Speedup ratios of different methods at temperature 1.

Figure 1 shows the speedup ratios at Temperature=1 (a common setting for creative generation).

  • Vicuna 13B: EAGLE-2 achieves a 3.80x speedup, compared to 2.32x for EAGLE and 1.62x for standard speculative sampling.
  • LLaMA2-Chat 13B: EAGLE-2 reaches nearly 4x speedup (3.92x).

The gap widens further at Temperature=0 (Greedy decoding), as seen in Figure 2.

Speedup ratios of different methods at temperature 0.

Here, EAGLE-2 consistently leads the pack. On Vicuna 13B, it hits a 4.26x speedup. This is a massive improvement over the baseline autoregressive decoding (1.0x). Notably, it is roughly 20% to 40% faster than EAGLE-1.

Why is it faster?

The speedup is driven by the Average Acceptance Length (\(\tau\)). This metric tracks how many drafted tokens are accepted per verification step on average.

As shown in Table 1 (below), EAGLE-2 consistently has the highest \(\tau\). For Vicuna 13B on MT-bench, EAGLE-2 has an acceptance length of 4.83, compared to 3.98 for EAGLE. This means for every single forward pass of the massive Target LLM, EAGLE-2 effectively generates nearly 5 useful tokens.

Table 1: Speedup ratios and average acceptance lengths.

Ablation Study: Do Value and Reranking Matter?

The authors performed an ablation study (removing features to see their impact) to verify their design choices.

Table 3: Ablation experiment results.

Table 3 reveals:

  • w/o value: If you expand based only on local confidence (not cumulative Value), performance drops from 3.62x to 3.21x.
  • w/o reranking: If you skip the global reranking step, performance drops to 3.48x.
  • w/o both: If you remove both, you effectively revert closer to the baseline performance.

This confirms that both the context-aware expansion (using Value) and the global selection (Reranking) are critical for maximizing efficiency.

Conclusion and Implications

EAGLE-2 represents a significant refinement in the field of LLM acceleration. By abandoning the rigid constraints of static draft trees, it aligns the inference process with the linguistic reality that not all predictions are created equal.

Here are the key takeaways:

  1. Lossless Acceleration: EAGLE-2 does not approximate. The output distribution is guaranteed to be identical to the original LLM.
  2. Context-Aware: It dynamically allocates compute resources (tree depth/width) based on how confident the model is in the current context.
  3. Out-of-the-Box Usability: If you already have a draft model trained for EAGLE, you can switch to EAGLE-2 without any training. It is purely an algorithmic change to how the draft tree is constructed and verified.

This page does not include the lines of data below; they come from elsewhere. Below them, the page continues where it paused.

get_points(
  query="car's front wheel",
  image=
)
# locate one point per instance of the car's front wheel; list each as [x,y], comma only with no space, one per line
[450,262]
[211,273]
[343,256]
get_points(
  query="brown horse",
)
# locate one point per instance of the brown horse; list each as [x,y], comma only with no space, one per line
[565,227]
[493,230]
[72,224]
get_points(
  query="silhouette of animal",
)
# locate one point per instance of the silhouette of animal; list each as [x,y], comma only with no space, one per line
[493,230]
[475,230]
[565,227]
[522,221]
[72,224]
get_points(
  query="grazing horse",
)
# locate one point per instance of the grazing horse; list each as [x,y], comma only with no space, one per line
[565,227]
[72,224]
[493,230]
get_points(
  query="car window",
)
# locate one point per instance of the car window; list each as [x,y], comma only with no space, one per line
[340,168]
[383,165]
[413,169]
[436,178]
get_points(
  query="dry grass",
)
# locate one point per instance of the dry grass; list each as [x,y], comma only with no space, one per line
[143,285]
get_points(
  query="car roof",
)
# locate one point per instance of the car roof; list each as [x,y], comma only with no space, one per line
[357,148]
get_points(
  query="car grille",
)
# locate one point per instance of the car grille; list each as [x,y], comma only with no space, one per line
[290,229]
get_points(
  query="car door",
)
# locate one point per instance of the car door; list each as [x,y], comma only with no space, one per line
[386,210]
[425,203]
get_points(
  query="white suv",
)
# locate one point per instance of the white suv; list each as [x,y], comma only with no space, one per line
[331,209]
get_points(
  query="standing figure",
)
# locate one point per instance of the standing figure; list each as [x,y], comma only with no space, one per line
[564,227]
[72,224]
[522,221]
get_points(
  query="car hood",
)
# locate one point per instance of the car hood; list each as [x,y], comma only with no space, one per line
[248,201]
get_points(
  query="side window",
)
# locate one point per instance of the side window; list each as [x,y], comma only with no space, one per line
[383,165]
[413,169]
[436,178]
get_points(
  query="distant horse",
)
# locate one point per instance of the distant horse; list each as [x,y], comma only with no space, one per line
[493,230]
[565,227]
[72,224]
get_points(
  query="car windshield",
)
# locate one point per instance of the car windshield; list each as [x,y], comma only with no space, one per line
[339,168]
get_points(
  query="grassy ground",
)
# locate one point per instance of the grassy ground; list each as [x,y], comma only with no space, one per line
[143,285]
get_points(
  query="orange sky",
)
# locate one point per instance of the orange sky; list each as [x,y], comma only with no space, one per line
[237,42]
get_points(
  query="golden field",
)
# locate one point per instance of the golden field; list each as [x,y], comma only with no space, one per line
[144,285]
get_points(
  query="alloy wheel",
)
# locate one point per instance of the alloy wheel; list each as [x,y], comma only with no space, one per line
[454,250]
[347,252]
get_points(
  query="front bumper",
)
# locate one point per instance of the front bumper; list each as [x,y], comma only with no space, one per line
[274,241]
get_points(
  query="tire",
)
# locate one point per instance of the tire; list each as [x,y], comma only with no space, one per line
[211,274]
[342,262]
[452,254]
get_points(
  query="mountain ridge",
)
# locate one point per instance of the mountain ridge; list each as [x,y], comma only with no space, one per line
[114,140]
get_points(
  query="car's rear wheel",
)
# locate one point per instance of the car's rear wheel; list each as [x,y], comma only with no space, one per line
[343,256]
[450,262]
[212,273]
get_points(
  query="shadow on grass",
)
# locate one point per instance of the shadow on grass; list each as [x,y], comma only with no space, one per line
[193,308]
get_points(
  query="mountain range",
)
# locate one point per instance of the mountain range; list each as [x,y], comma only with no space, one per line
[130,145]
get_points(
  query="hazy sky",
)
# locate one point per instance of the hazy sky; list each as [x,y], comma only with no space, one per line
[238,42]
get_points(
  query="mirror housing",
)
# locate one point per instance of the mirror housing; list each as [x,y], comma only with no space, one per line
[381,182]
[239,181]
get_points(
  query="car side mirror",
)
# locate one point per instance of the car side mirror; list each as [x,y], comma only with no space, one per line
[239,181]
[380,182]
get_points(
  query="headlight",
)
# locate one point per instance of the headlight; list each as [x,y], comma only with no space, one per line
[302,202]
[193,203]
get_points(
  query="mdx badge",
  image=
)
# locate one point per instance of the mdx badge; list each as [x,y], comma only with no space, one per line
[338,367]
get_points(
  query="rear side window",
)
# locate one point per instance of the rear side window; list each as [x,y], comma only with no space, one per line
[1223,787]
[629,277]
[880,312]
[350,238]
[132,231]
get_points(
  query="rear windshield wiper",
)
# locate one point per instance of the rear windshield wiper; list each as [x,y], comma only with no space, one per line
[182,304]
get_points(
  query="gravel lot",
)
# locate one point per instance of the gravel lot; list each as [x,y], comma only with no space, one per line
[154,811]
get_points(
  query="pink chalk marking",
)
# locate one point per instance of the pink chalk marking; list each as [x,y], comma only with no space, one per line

As LLMs continue to grow in size, inference latency remains a critical hurdle. Techniques like EAGLE-2, which optimize the process of generation rather than just compressing the model, will be essential for making advanced AI accessible and responsive. By treating inference as a dynamic decision-making process rather than a static loop, we can finally break the speed limit of autoregressive generation.